The researchers are now looking to repeat the experiment with eggs of several other fish species to see if they survive the mallard’s gut and successfully hatch and develop. If they do, the question of where fish come from that live in our lakes may well be solved.
Reading Scat
A friend recently emailed me with a question regarding some scat she found on her property that was fresh, full of hair, and rather large. She wondered if I could tell if it was either a coyote or a wolf.
Well, it’s tricky. One of the best books on tracking, and also on identifying scat, is by James Halfpenny: A Field Guide to Animal Tracking in North America. Halfpenny, a well-known leader in the art/science of tracking and identifying animals, stresses the need for other supporting clues in addition to scat, like tracks. “Experience has shown that visual identification of scat without additional clues may be correct only 50 to 66% of the time,” he says.

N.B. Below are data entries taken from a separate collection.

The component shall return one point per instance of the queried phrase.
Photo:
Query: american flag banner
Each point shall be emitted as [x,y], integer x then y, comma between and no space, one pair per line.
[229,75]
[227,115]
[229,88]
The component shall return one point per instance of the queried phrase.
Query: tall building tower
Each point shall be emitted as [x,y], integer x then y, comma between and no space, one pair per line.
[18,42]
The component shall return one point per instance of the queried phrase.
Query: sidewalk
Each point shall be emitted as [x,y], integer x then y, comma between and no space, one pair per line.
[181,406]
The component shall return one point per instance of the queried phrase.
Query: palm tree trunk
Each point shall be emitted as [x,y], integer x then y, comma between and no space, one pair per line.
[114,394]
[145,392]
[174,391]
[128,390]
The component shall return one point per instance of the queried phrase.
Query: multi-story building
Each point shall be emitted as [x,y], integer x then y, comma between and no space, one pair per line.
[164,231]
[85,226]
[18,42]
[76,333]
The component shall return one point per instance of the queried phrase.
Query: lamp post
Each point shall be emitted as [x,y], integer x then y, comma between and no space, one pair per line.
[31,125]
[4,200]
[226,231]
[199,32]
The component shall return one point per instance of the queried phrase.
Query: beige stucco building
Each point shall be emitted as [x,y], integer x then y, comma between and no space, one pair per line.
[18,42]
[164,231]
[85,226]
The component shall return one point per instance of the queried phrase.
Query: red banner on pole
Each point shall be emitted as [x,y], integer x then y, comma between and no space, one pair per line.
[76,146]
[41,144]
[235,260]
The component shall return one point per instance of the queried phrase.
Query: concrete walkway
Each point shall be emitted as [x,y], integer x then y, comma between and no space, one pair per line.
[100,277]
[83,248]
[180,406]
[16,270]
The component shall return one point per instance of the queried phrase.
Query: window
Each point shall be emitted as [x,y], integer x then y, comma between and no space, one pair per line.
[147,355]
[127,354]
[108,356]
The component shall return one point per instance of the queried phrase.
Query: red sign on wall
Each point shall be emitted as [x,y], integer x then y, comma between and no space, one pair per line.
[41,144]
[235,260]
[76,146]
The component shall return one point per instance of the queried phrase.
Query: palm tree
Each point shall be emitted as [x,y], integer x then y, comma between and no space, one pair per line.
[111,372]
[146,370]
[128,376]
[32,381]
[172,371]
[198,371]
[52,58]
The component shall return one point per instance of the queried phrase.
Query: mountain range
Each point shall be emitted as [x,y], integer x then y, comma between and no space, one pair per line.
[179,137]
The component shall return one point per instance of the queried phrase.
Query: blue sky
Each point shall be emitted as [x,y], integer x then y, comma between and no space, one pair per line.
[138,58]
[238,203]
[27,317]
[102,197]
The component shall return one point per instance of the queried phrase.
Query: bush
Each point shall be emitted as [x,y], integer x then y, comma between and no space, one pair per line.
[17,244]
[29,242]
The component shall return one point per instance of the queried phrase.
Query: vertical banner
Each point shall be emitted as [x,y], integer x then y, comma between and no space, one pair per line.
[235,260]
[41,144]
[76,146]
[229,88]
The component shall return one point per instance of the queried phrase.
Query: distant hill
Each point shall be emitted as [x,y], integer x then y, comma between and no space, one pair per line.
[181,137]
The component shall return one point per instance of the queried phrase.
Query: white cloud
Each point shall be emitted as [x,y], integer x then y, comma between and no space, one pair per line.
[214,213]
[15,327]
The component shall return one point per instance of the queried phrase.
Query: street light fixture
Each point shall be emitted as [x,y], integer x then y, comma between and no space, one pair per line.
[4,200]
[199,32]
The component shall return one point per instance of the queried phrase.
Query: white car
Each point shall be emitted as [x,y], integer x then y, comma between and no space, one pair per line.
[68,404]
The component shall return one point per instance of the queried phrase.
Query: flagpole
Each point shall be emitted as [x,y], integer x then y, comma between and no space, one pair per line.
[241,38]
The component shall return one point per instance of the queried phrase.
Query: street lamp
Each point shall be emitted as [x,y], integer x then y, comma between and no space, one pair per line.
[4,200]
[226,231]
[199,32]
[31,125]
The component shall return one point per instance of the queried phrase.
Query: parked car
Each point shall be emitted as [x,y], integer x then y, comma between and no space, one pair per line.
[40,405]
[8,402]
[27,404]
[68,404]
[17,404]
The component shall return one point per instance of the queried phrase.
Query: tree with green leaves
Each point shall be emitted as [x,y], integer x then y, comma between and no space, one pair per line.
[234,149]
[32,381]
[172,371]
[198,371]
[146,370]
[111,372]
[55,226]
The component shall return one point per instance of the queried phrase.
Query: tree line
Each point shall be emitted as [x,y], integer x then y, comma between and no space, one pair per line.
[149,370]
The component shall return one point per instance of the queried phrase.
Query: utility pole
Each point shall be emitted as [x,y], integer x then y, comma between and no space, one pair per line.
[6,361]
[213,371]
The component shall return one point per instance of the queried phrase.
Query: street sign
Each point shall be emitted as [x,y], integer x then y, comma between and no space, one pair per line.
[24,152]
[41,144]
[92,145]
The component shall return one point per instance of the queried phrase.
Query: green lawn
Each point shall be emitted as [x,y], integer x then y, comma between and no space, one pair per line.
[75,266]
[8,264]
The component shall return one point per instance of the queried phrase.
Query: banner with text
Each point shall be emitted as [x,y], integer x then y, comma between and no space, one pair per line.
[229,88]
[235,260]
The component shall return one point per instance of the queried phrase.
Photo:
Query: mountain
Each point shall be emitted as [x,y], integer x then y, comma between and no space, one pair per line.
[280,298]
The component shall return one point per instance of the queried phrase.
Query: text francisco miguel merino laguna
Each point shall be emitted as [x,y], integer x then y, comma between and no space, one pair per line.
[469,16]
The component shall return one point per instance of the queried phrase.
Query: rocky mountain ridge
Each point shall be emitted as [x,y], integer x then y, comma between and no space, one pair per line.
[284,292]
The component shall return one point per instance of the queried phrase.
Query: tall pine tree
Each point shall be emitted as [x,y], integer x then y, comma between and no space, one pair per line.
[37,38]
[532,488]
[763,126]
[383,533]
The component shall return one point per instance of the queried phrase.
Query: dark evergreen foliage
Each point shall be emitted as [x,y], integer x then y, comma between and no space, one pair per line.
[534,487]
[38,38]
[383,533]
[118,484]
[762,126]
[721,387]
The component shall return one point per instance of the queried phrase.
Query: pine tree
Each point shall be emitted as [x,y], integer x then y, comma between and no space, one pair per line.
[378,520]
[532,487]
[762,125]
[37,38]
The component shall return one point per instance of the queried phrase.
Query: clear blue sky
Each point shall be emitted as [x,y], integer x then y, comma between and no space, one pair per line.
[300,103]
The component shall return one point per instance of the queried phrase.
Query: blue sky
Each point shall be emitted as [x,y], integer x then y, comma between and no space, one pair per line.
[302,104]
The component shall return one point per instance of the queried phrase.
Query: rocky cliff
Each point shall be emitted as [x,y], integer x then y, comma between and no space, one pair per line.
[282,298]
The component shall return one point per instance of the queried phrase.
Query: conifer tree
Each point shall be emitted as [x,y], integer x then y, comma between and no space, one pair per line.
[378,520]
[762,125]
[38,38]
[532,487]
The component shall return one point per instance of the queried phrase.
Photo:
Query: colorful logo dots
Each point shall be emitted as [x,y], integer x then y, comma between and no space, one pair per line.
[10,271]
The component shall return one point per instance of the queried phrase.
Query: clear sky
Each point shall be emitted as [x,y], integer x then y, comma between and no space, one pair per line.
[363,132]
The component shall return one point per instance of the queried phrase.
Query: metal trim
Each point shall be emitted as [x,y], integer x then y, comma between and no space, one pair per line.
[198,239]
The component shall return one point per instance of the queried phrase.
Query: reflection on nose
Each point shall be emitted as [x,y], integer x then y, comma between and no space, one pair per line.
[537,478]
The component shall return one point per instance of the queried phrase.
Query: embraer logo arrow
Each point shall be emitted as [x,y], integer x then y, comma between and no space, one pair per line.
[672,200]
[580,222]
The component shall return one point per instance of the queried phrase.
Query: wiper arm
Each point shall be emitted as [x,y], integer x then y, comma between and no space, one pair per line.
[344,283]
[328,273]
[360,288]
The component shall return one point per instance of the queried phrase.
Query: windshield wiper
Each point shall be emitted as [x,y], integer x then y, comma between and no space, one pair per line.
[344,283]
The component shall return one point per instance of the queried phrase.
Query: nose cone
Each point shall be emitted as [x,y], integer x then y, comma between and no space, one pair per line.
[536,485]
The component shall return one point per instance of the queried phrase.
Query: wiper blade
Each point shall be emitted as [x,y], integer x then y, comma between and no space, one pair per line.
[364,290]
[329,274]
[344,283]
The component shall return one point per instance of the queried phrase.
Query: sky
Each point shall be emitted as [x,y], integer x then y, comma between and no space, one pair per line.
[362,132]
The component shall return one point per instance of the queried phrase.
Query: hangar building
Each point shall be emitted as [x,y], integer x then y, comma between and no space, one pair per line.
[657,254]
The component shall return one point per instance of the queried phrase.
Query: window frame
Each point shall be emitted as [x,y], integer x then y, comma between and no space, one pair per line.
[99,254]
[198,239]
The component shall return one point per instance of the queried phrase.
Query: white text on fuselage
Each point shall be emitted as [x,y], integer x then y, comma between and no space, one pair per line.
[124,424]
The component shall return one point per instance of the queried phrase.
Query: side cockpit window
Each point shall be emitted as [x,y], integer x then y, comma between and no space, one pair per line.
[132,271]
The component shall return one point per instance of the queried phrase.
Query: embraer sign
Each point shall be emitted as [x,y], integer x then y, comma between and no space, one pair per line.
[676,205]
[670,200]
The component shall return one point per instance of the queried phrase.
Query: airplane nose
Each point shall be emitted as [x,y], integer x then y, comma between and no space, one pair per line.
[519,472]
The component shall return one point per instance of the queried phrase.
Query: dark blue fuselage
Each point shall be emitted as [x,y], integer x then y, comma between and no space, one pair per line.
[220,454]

He adds, “To illustrate size variation, I have assembled information from three studies on the diameters of canine feces. The size distributions were derived from 1,440 positively identified scats as follows: 95 gray fox, 129 red fox, 926 coyote, and 290 wolf. All four species produce scats in the range of 13 to 20 mm. No single diameter will positively separate these species. Any single diameter used as a criterion to separate two species will misidentify a certain percentage of the scat.”
I don’t know many folks who carry a millimeter ruler/tape around with them to measure the diameter of scat, but if you are so inclined, Halfpenny notes that scat less than 18mm is fox 90% of the time; scat between 18 and 25 mm is coyote about 63% of the time, and scat 25 mm or larger is wolf also about 63% of the time.
There you have it, more than you ever wanted to know, and the real scoop on poop.
Ice-Out on the Manitowish and Bees Flying
The Manitowish River reopened up below our house on Jan. 30, and remains open as of this writing on 2/9. It iced over on Jan. 15, making this a two-week ice season, at least so far, on the river.
Temperatures nearly reached 50°F on 2/8, and the honey bees in our two hives were flying! Honey bees usually won’t forage until 55°F, but with sunlight on the hives, they are known to fly at 45-50°F. Temperature within the hives is kept at 95° by the bees constantly shivering and flapping their wings within a large cluster. The worker bees in the center of the cluster actively generate heat while those on the outside of the cluster rest and form an insulating layer. The resting bees can also visit a cell of their own capped honey and fill their crop.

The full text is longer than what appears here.